"So I visited my son at college on Parents Weekend, which is a nice event that colleges hold so that parents will have a chance to feel old.
I started feeling old the moment I got to my son's housing unit and saw a sign on the door that said: END WORLD HUNGER TODAY. This reminded me that there was a time in my life, decades ago, when I was so full of energy that I was going to not only END WORLD HUNGER, but also STOP WAR and ELIMINATE RACISM. Whereas today my life goals, to judge from the notes I leave myself, tend to be along the lines of BUY DETERGENT."
As my wife successfully completes her doctorate and launches her academic career, and I am coming up on yet another birthday, I can't help noticing that I'm less than a decade from retirement, and I have yet to start on, let alone achieve, most of my career goals. My self image is still that of the 'young turk', new to the faculty, about to start -- real soon now -- on one of my many major projects. So it is increasingly distressing to me that so many of my colleagues now seem to be considerably younger than I, and keep referrng to me as 'a senior member of the faculty'. When the hell did that happen?

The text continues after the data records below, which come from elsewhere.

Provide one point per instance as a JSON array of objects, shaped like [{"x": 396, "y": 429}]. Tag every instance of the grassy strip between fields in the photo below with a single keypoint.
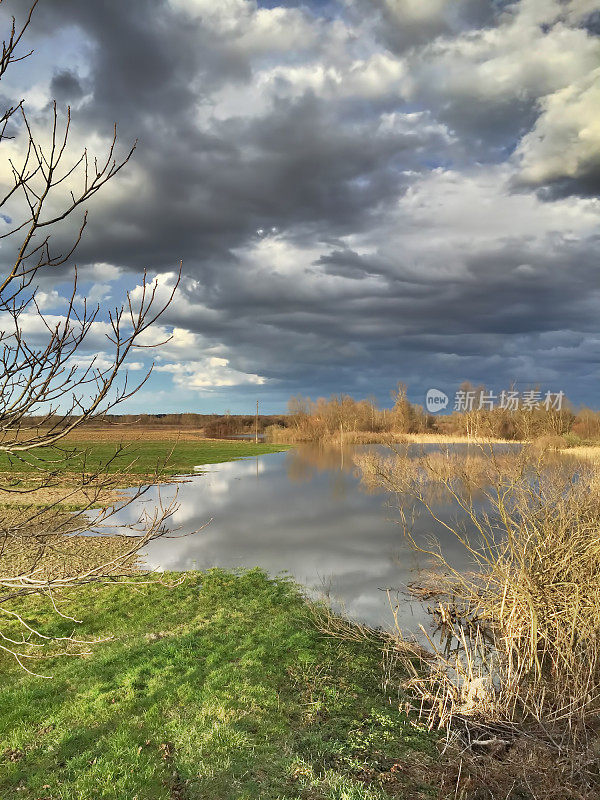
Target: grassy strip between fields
[
  {"x": 137, "y": 458},
  {"x": 221, "y": 687}
]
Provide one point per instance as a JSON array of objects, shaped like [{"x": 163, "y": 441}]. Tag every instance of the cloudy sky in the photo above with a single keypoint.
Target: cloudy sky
[{"x": 361, "y": 191}]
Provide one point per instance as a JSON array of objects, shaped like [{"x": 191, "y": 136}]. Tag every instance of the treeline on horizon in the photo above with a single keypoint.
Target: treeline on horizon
[
  {"x": 314, "y": 420},
  {"x": 324, "y": 418},
  {"x": 212, "y": 425}
]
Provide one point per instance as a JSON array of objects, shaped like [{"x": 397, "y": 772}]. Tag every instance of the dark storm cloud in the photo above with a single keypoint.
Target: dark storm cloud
[
  {"x": 66, "y": 87},
  {"x": 289, "y": 180},
  {"x": 425, "y": 21}
]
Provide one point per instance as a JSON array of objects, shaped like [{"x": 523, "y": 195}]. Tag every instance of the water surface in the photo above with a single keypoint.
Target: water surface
[{"x": 304, "y": 513}]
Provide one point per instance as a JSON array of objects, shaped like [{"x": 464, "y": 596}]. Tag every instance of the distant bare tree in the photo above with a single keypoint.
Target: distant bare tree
[{"x": 42, "y": 375}]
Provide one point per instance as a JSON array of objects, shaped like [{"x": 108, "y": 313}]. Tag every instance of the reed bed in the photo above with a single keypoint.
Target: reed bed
[{"x": 520, "y": 659}]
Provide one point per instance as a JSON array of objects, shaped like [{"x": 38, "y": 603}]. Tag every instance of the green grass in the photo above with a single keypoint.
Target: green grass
[
  {"x": 219, "y": 688},
  {"x": 140, "y": 458}
]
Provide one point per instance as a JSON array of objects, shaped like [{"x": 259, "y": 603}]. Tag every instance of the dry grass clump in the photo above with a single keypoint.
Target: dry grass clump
[{"x": 521, "y": 651}]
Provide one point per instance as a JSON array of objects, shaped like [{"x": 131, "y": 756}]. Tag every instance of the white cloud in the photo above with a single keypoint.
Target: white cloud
[
  {"x": 208, "y": 373},
  {"x": 565, "y": 141}
]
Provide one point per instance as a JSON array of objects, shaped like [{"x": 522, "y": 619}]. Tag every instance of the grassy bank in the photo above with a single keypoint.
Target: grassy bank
[
  {"x": 219, "y": 688},
  {"x": 139, "y": 457}
]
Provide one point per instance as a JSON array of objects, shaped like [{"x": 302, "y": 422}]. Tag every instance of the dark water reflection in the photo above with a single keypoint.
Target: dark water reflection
[{"x": 304, "y": 513}]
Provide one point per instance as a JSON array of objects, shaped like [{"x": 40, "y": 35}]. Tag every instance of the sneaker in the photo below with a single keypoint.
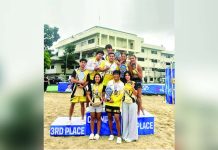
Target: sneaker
[
  {"x": 69, "y": 122},
  {"x": 91, "y": 137},
  {"x": 83, "y": 121},
  {"x": 111, "y": 138},
  {"x": 128, "y": 140},
  {"x": 119, "y": 140},
  {"x": 87, "y": 109},
  {"x": 96, "y": 137}
]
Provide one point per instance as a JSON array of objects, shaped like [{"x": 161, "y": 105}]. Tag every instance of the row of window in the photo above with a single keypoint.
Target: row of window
[{"x": 87, "y": 42}]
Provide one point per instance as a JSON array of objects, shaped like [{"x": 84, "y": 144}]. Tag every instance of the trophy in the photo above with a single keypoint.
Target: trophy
[
  {"x": 79, "y": 91},
  {"x": 122, "y": 70},
  {"x": 117, "y": 55},
  {"x": 96, "y": 99},
  {"x": 108, "y": 92}
]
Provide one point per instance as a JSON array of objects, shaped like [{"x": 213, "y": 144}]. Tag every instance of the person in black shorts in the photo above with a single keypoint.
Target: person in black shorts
[{"x": 136, "y": 73}]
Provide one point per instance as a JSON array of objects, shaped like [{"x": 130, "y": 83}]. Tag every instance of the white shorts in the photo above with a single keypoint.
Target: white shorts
[{"x": 95, "y": 109}]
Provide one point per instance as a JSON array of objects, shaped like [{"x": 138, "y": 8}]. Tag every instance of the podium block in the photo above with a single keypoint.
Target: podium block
[
  {"x": 104, "y": 125},
  {"x": 62, "y": 127},
  {"x": 145, "y": 123}
]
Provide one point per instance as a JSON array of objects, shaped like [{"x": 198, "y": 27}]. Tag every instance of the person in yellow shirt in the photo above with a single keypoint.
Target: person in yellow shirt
[
  {"x": 93, "y": 64},
  {"x": 109, "y": 49},
  {"x": 93, "y": 68},
  {"x": 123, "y": 65},
  {"x": 107, "y": 67},
  {"x": 80, "y": 80},
  {"x": 96, "y": 96},
  {"x": 136, "y": 73},
  {"x": 129, "y": 110},
  {"x": 113, "y": 102}
]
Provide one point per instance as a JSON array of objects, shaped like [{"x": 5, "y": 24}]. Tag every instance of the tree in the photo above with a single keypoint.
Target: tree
[
  {"x": 50, "y": 36},
  {"x": 47, "y": 60},
  {"x": 69, "y": 58}
]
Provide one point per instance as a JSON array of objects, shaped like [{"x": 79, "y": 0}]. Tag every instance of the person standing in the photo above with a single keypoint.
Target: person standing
[
  {"x": 80, "y": 80},
  {"x": 96, "y": 96},
  {"x": 109, "y": 49},
  {"x": 129, "y": 110},
  {"x": 45, "y": 83},
  {"x": 108, "y": 67},
  {"x": 112, "y": 105},
  {"x": 136, "y": 73},
  {"x": 123, "y": 65},
  {"x": 93, "y": 67}
]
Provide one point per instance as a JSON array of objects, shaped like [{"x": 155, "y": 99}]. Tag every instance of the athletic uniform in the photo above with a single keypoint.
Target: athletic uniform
[
  {"x": 108, "y": 75},
  {"x": 96, "y": 91},
  {"x": 116, "y": 96},
  {"x": 79, "y": 94},
  {"x": 129, "y": 113},
  {"x": 135, "y": 77},
  {"x": 123, "y": 69},
  {"x": 90, "y": 66}
]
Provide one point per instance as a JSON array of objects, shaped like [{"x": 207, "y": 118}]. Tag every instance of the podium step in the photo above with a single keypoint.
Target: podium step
[{"x": 62, "y": 127}]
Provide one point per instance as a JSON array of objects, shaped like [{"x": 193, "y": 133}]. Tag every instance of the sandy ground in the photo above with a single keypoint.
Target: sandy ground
[{"x": 57, "y": 104}]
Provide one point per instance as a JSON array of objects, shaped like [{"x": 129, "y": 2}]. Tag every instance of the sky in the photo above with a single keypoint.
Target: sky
[{"x": 152, "y": 20}]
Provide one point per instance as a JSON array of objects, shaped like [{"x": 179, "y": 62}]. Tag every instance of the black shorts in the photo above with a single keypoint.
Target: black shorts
[
  {"x": 123, "y": 80},
  {"x": 138, "y": 83},
  {"x": 112, "y": 109}
]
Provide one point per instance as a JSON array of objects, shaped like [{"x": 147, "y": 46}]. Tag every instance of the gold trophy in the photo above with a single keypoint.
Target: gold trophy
[{"x": 96, "y": 99}]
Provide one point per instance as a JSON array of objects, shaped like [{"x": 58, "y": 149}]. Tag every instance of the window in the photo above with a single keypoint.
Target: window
[
  {"x": 154, "y": 60},
  {"x": 62, "y": 66},
  {"x": 153, "y": 52},
  {"x": 91, "y": 41},
  {"x": 141, "y": 59}
]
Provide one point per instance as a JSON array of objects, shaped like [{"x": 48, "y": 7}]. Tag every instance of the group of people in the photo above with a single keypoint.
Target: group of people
[{"x": 123, "y": 78}]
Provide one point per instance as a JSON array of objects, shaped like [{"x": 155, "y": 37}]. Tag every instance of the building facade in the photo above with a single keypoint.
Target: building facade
[{"x": 153, "y": 59}]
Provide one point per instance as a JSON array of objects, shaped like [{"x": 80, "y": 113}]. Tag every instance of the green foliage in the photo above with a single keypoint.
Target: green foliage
[
  {"x": 69, "y": 57},
  {"x": 47, "y": 60},
  {"x": 50, "y": 36}
]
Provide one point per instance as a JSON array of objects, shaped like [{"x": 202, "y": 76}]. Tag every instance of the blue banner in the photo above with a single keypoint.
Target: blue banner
[
  {"x": 104, "y": 125},
  {"x": 170, "y": 86},
  {"x": 157, "y": 89},
  {"x": 68, "y": 130},
  {"x": 64, "y": 87}
]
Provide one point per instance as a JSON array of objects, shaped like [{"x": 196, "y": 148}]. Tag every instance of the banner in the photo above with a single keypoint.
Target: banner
[
  {"x": 156, "y": 89},
  {"x": 170, "y": 86}
]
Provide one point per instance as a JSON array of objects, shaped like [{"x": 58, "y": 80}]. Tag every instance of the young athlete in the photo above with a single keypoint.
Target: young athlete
[
  {"x": 136, "y": 73},
  {"x": 129, "y": 110},
  {"x": 109, "y": 49},
  {"x": 80, "y": 80},
  {"x": 123, "y": 65},
  {"x": 112, "y": 105},
  {"x": 108, "y": 67},
  {"x": 93, "y": 68},
  {"x": 96, "y": 96}
]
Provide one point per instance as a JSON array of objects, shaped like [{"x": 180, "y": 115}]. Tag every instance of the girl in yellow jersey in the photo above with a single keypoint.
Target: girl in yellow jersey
[
  {"x": 112, "y": 105},
  {"x": 80, "y": 80},
  {"x": 129, "y": 110},
  {"x": 96, "y": 96},
  {"x": 108, "y": 67}
]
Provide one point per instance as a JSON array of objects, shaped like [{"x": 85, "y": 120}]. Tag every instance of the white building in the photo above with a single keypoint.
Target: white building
[{"x": 153, "y": 59}]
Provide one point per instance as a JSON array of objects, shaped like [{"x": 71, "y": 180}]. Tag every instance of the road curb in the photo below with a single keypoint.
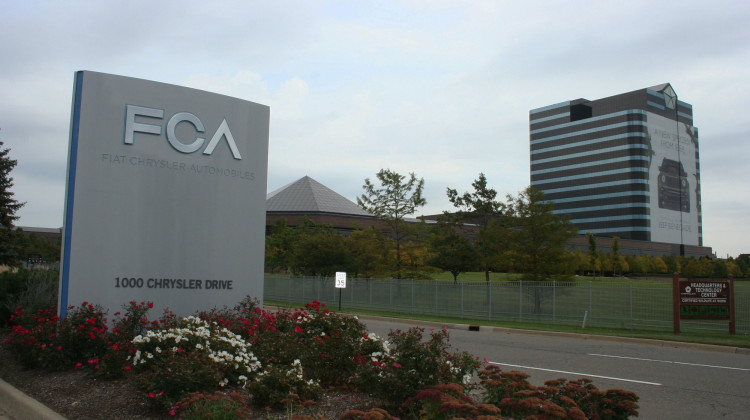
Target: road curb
[
  {"x": 20, "y": 406},
  {"x": 505, "y": 330}
]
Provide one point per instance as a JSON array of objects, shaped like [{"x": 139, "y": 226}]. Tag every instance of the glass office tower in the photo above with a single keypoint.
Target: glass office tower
[{"x": 625, "y": 166}]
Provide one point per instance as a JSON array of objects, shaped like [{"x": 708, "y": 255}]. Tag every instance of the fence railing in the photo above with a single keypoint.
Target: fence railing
[{"x": 622, "y": 304}]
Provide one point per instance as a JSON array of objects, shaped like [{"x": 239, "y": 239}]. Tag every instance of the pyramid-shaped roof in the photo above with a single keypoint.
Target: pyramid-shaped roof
[{"x": 307, "y": 195}]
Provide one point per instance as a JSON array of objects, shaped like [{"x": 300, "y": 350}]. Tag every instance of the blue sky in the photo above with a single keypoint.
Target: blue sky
[{"x": 439, "y": 88}]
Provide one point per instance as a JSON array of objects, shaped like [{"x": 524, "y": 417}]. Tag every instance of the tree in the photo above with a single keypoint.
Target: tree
[
  {"x": 395, "y": 199},
  {"x": 8, "y": 208},
  {"x": 321, "y": 250},
  {"x": 453, "y": 252},
  {"x": 540, "y": 240},
  {"x": 480, "y": 208},
  {"x": 30, "y": 244}
]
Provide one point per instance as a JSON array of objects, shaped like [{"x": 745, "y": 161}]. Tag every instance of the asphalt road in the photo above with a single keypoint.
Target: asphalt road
[{"x": 673, "y": 382}]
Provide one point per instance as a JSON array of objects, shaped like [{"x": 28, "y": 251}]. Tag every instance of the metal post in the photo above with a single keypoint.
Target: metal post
[
  {"x": 631, "y": 305},
  {"x": 554, "y": 299},
  {"x": 462, "y": 300},
  {"x": 411, "y": 309},
  {"x": 436, "y": 303},
  {"x": 590, "y": 304},
  {"x": 520, "y": 300},
  {"x": 731, "y": 305}
]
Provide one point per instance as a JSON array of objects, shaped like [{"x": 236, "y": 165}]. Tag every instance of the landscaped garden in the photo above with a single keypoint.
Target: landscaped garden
[{"x": 246, "y": 362}]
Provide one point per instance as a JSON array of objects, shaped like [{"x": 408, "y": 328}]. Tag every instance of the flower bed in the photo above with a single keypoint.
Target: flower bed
[{"x": 236, "y": 362}]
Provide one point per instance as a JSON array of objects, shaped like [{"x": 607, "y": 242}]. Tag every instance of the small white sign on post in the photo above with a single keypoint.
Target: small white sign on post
[{"x": 340, "y": 280}]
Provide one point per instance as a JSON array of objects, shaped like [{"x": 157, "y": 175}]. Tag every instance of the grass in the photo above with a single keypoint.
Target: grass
[
  {"x": 741, "y": 341},
  {"x": 614, "y": 306}
]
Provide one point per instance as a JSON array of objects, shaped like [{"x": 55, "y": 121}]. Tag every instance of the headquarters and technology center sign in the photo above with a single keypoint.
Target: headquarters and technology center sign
[{"x": 165, "y": 198}]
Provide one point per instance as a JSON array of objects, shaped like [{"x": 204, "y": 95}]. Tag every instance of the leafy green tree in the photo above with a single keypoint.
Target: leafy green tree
[
  {"x": 719, "y": 269},
  {"x": 480, "y": 208},
  {"x": 31, "y": 244},
  {"x": 734, "y": 269},
  {"x": 321, "y": 250},
  {"x": 281, "y": 247},
  {"x": 672, "y": 264},
  {"x": 8, "y": 208},
  {"x": 540, "y": 241},
  {"x": 395, "y": 198},
  {"x": 369, "y": 252},
  {"x": 453, "y": 252},
  {"x": 658, "y": 266},
  {"x": 691, "y": 269}
]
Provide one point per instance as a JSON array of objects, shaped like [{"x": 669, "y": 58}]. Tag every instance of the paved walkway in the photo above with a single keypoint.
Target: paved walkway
[{"x": 15, "y": 405}]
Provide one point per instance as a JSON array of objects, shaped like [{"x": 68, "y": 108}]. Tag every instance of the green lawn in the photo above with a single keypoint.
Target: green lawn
[{"x": 613, "y": 306}]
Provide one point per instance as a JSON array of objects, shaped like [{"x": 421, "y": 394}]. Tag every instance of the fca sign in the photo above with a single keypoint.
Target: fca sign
[{"x": 131, "y": 126}]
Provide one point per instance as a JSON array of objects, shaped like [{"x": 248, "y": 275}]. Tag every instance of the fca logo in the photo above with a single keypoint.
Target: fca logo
[{"x": 131, "y": 126}]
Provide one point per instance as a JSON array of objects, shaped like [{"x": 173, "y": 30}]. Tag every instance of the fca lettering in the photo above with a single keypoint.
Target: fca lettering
[{"x": 131, "y": 111}]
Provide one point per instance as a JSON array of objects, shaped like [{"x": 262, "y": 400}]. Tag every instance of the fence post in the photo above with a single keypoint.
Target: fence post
[
  {"x": 489, "y": 301},
  {"x": 390, "y": 295},
  {"x": 554, "y": 300},
  {"x": 676, "y": 303},
  {"x": 520, "y": 300},
  {"x": 591, "y": 317},
  {"x": 411, "y": 307},
  {"x": 631, "y": 305},
  {"x": 462, "y": 300},
  {"x": 436, "y": 304}
]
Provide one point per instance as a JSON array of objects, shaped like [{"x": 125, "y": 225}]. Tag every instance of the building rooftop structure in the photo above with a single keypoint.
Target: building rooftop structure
[{"x": 309, "y": 198}]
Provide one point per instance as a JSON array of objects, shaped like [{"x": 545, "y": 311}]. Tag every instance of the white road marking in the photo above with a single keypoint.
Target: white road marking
[
  {"x": 667, "y": 361},
  {"x": 588, "y": 375}
]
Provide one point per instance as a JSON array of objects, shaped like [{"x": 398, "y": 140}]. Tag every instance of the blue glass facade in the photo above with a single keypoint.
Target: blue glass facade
[{"x": 596, "y": 161}]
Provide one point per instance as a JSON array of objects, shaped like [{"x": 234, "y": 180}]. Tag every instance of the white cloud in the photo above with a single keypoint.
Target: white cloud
[{"x": 441, "y": 88}]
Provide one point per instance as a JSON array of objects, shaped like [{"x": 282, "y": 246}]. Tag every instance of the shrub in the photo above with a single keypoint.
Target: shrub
[
  {"x": 276, "y": 383},
  {"x": 373, "y": 414},
  {"x": 193, "y": 356},
  {"x": 560, "y": 398},
  {"x": 219, "y": 405},
  {"x": 445, "y": 402},
  {"x": 329, "y": 344},
  {"x": 82, "y": 335},
  {"x": 30, "y": 289},
  {"x": 413, "y": 364},
  {"x": 33, "y": 337}
]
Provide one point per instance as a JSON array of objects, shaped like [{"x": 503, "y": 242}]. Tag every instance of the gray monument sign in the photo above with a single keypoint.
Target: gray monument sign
[{"x": 165, "y": 197}]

So I keep looking at the various projects that I'm supposed to be working on and asking myself, is this what I really want to be known for? And the answer usually is, 'Not so much'. I mean, there is a tension between doing something because the opportunity to do it is there, and it will play well on one's annual report because it means a quick and easy publication credit; versus doing what I really am interested in, for which there is generally no market or career payoff. And the way life is, one thinks, "I'll just knock off this quick project to satisfy the annual report requirements, and then get on with the good stuff" but what really happens is that you're lucky if you have the time and energy to finish the 'quicky' and end up never doing the 'important' stuff....
It's obvious, of course, that academia is structured to prevent any of us from really making a difference. The annual report structure means one has to come up with a couple of publications a year, which are necessarily shallow because journal articles are too short to present any argument longer than 8000 words; are too specialized to be read by more than a handfull of other academics; and are controlled by a peer review process that rejects anything that challenges the paradigmatic status quo. So you can't get another Das Capital, because who has a lifetime to write one book? But I bet if you looked at who has an influence on our society, who actually changes the world and how we see it, it is the people who are writing books or movies, not the authors of research buried in overly specialized journals.
Hmm, sounds like an interesting study.....but I can't even consider doing it because there won't be time to get it done before my next annual report.